The company that has operated Spokane’s electricity-producing trash incinerator on the West Plains for more than two decades is getting a pink slip.
Wheelabrator Technologies Inc. was advised Wednesday by Mayor David Condon that the city won’t be renewing the estimated $21 million-a-year contract when it expires in November. The city intends to take over all plant operations, which officials say will provide greater flexibility to address coming changes as Spokane turns over control of the regional trash system to Spokane County.

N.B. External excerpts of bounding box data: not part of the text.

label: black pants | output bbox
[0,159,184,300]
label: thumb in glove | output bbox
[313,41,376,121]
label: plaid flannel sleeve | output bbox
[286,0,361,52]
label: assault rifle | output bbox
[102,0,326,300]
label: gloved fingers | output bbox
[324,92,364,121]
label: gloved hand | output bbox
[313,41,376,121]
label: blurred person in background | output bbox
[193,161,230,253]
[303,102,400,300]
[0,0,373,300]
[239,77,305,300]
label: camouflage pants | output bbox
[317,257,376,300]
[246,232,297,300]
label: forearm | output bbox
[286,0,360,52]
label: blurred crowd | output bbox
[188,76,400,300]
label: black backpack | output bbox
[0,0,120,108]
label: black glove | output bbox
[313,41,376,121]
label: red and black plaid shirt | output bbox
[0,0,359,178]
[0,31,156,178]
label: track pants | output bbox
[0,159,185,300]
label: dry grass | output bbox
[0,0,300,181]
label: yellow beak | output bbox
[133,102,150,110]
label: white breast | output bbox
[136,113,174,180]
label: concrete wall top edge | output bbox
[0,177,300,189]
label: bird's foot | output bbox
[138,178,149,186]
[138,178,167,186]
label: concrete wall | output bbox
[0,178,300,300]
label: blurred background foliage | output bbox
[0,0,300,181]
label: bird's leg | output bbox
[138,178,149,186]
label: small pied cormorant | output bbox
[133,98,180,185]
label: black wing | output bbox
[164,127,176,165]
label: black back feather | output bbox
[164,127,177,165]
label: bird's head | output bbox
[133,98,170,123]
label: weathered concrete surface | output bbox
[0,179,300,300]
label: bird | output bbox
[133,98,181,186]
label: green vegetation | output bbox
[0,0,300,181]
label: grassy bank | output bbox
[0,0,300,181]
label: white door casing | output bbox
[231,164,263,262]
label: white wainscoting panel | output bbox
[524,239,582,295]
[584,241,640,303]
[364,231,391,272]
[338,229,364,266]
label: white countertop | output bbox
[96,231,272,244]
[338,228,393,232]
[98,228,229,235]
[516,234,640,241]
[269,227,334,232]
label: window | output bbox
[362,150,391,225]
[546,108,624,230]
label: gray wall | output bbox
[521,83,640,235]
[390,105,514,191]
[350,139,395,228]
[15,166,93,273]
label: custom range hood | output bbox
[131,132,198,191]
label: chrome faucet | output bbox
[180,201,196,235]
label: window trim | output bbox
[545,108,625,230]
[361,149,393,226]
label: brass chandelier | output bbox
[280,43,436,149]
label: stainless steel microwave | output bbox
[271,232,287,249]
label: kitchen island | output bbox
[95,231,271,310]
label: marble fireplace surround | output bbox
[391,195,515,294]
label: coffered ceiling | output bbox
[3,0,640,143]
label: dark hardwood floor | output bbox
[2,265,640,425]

“After great thought and consideration, the City of Spokane has determined that it is in the best interest of the City to commence operations of the Waste to Energy Facility,” Condon wrote in a letter formally notifying the New Hampshire-based company of the decision. Condon hopes the company will be open to a new short-term agreement to help with the transition to city operations.
The city owns the plant but contracted with Wheelabrator in 1989 to design, build and operate it.
Wheelabrator’s regional vice president, Mike Burt, said Wednesday the company is proud of what it accomplished in Spokane with the Waste-to-Energy Plant and is open to working with the city in the transition period.
Although the city hopes to save money by operating the plant itself, the primary goal is to improve flexibility to deal with potentially less garbage being sent to the plant in the years ahead as several communities explore other options.
Under the contract with Wheelabrator, a subsidiary of Waste Management Inc., the city had to guarantee minimum tonnage each year and pay the difference if it fell short, a clause that hasn’t yet been triggered, said Ken Gimpel, who used to work at Waste Management before being hired by the city to run the regional trash system.
But with control of the trash system being handed to the county, the city had no way to predict or guarantee how much tonnage the plant might handle each year, Gimpel said.
Additionally, the contract provided Wheelabrator with a 20 percent management fee for overseeing capital projects at the plant, he said, and the day-to-day operating rate included compensation for the risk the company shouldered two decades ago during the design and building phase of the project. City leaders are hopeful they can save money by no longer having to pay those contract costs, while also avoiding the profit margin that private-sector contractors have to build into their rates.
Also, the city is preparing to hire the plant’s longtime manager, Chuck Conklin, who will need City Council confirmation.
The incinerator brings in about $6 million a year from the sale of electricity produced by burning the trash.